Ethnic foods give Northern transplants a taste of home

Posted to: Everyday Chef

Every Day Chef Dianne Bailey of Suffolk



By Theresa Curry

Correspondent

Al Castorano’s  grocery store was just across the street from a Brooklyn  brewery, so lunchtime was hectic. Dianne Bailey  has childhood memories of heading over there with her mother – Al’s daughter, Mary Augugliaro  – to help serve the hungry brewery workers.

“It was just a small neighborhood grocery store, but he always had something cooking in the back,” Bailey said of Castorano . “For lunch, he had Italian cold cuts, and he might make a hot sandwich out of meatballs or eggplant Parmesan.”

Bailey’s grandmother, Lillian,  made the pasta and vegetable salads  Castorano served on the side.

Even though  Castorano’s family lived in the city,  he always had a garden out in back of his store, growing vegetables to serve his family of five children. The grandparents on both sides came from Calabrese and Sicily.

“I wondered why my grandmother always served soup before every meal,” said Bailey, who now lives in Suffolk. Lillian, would dish out hot bowls of broccoli or zucchini soup, or a vegetable broth thick with pasta and beans. 

“Later, I realize she didn’t have enough meat for everyone, so the vegetables were to fill the children up a little before the main course.”  They ate well, though. She remembers the women cutting up calamari to simmer in huge pots of tomato sauce.

“I was the one who didn’t like seafood,” Bailey said. “I ate a lot of plain pasta with butter because of that.”

For years, she and her sister Suzanne  tried to duplicate Lillian’s broccoli soup and never could get it right. They’d faithfully follow Lillian’s recipe, cutting up the broccoli and sautéing it in olive oil, then adding water and pasta.

“It always tasted like broccoli and water to me when I made it,” Bailey said.  They did better with the zucchini soup, which had sautéed zucchini as well as potatoes, tomato sauce and pasta.

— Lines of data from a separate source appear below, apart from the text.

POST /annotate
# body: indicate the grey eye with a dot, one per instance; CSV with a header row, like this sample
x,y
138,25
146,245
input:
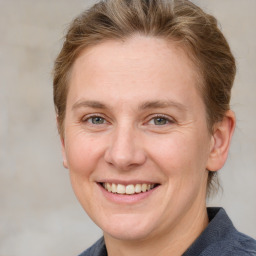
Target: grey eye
x,y
160,121
97,120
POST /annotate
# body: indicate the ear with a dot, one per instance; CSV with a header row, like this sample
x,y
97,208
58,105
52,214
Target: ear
x,y
62,140
221,140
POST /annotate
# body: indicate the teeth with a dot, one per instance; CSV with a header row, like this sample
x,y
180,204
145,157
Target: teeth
x,y
129,189
120,189
137,188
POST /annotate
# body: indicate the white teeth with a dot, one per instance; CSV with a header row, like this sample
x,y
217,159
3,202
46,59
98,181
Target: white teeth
x,y
129,189
144,187
114,188
137,188
108,187
120,189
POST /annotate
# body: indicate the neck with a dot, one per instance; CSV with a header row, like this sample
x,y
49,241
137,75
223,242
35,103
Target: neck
x,y
174,243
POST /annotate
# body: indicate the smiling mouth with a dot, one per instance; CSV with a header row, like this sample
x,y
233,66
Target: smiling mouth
x,y
130,189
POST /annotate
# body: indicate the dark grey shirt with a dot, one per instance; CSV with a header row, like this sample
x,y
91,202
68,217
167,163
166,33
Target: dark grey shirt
x,y
220,238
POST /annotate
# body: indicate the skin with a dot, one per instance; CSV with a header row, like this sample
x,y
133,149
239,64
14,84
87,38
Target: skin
x,y
112,133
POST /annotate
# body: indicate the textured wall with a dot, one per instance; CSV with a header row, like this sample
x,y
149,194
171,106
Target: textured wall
x,y
39,214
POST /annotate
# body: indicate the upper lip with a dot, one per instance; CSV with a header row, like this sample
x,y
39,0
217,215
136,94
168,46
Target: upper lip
x,y
127,182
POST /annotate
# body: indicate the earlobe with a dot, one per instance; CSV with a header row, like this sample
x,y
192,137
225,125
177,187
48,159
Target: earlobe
x,y
62,140
221,140
65,164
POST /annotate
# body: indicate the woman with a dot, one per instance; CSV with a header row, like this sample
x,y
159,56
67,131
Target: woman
x,y
142,91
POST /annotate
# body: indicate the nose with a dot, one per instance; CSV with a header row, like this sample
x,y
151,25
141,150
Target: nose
x,y
125,150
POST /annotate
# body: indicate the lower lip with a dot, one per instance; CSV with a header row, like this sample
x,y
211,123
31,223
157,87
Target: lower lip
x,y
127,199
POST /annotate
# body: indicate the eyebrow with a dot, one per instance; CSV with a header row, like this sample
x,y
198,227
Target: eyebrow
x,y
162,104
145,105
90,104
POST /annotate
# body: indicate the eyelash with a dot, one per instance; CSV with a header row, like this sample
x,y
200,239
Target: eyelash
x,y
167,119
164,117
87,118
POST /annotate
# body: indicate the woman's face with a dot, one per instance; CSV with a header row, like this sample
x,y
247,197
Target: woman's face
x,y
135,121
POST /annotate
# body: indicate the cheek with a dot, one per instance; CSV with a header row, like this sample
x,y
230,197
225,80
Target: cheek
x,y
82,154
180,153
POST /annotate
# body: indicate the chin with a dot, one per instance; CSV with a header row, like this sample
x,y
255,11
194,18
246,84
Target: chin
x,y
128,229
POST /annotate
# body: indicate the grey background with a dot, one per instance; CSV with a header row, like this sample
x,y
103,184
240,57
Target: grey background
x,y
39,214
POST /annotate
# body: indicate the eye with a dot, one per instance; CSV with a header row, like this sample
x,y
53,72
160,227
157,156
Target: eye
x,y
96,120
160,120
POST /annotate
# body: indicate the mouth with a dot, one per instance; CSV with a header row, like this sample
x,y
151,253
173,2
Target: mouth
x,y
129,189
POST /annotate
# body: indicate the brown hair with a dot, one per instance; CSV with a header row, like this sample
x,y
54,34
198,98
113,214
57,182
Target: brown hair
x,y
176,20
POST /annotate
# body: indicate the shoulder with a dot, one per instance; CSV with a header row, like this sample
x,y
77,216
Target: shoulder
x,y
97,249
235,244
221,238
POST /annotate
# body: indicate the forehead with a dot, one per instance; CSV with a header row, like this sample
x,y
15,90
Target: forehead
x,y
139,66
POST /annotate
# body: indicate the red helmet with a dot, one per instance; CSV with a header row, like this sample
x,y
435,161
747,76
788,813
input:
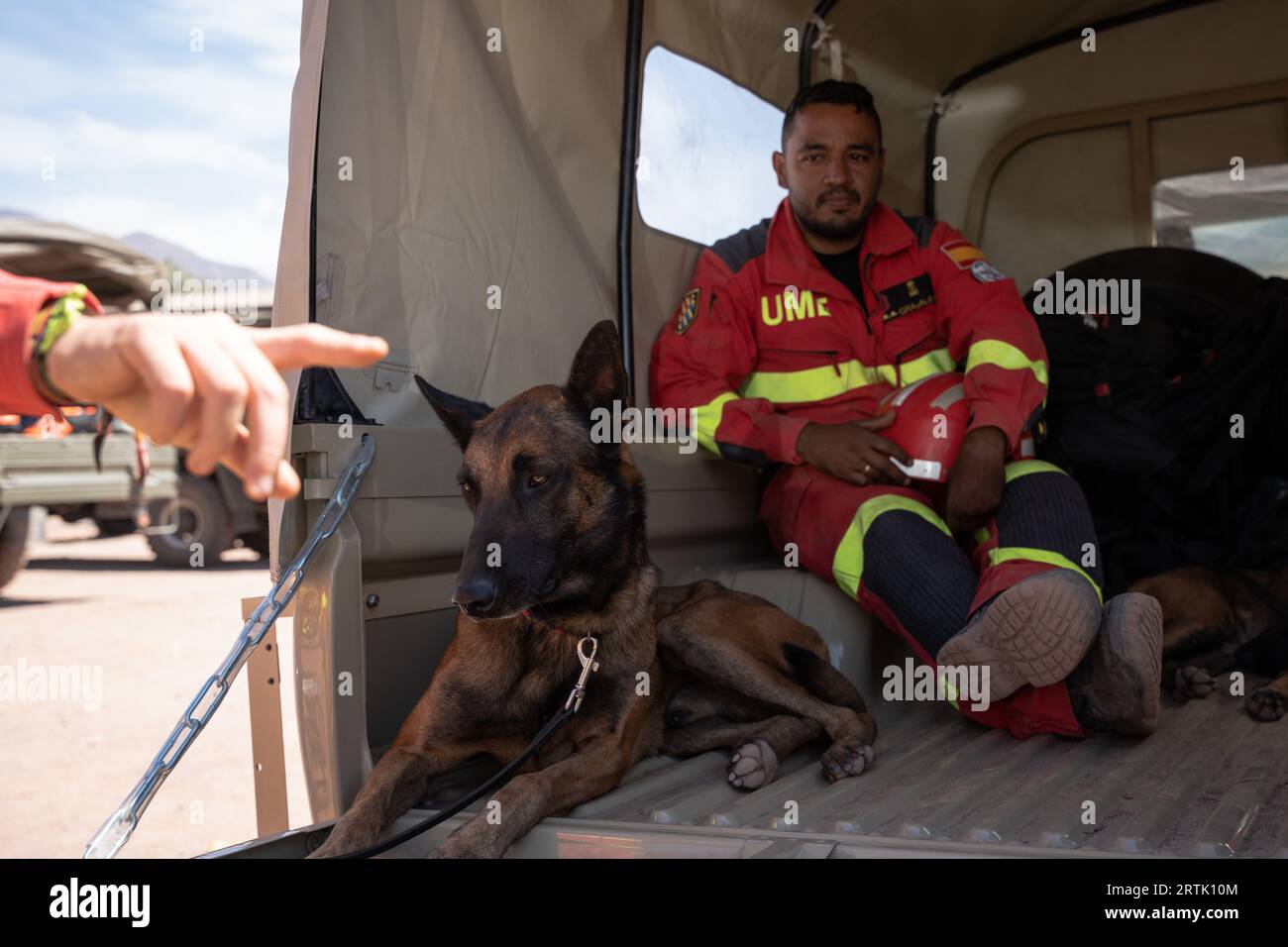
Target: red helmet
x,y
928,423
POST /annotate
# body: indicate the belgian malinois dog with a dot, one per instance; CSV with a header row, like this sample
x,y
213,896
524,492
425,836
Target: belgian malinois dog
x,y
1220,621
557,553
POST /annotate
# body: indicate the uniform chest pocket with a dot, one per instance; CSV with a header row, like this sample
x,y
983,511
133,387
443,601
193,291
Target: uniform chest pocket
x,y
910,318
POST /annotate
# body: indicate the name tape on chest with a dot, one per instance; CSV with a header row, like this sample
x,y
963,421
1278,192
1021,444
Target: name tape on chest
x,y
909,296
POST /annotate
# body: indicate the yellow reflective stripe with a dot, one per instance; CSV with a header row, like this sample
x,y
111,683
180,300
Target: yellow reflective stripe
x,y
948,688
1004,356
848,560
706,420
1008,554
829,380
1025,467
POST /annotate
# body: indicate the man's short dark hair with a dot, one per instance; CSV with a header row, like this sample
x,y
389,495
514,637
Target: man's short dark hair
x,y
832,91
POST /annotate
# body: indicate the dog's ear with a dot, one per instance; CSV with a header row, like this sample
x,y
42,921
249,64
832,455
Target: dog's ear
x,y
597,376
459,415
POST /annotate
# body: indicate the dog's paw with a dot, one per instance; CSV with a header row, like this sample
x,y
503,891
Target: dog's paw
x,y
846,757
752,766
1188,682
1265,705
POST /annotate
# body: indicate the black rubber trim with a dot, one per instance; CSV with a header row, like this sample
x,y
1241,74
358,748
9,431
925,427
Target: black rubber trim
x,y
626,188
806,60
1021,53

“When I first made it, I thought it tasted bland and my grandmother told me it needed basil,” she said. “She just assumed I knew every time you used tomatoes, you also added basil. Now I know.”   

 On holidays, the family would make a big seafood salad, octopus and conch dressed with lemon juice, a favorite of her father’s and, later, her husband, Scott.  Her mother would always have shrimp cocktail at Christmas , followed by a big antipasto – a huge platter of peppers, cheeses and meats – assembled by the cousins. There would be shrimp scampi with pasta on the side and a big salad.  

Dianne keeps some of these holiday traditions, combining them with some of the Polish traditions of Scott’s family.

“We’ll have shrimp scampi and also three different kinds of pierogies – sauerkraut, potato and cheese – that Scott makes,” she said.

The couple met when they were students in Pennsylvania. When Scott got a job at Malcolm Pirnie , a Newport News environmental consulting firm, he came to Virginia, and Dianne followed. 

“Of course, we knew we’d miss the ethnic food we grew up with,” Dianne said.

Relatives bring  hard-to-find food to stock their pantry.

“I have a freezer, and my mother makes sure we have plenty of Italian bread from New York,” Dianne said. “It’s not unusual for me to have 25 loaves in there.” 

Scott’s family pitches in, too, to fill the Polish food gap. “They always bring us sausage from Pennsylvania,” she said.

Other essentials come from closer to home. 

“When we moved to our home in Suffolk, I told Scott we needed a garden out back,” she said. “He resisted at first, because the other outdoor chores took up so much time.” But after one bite of his first home-grown tomato,  Scott became a fan.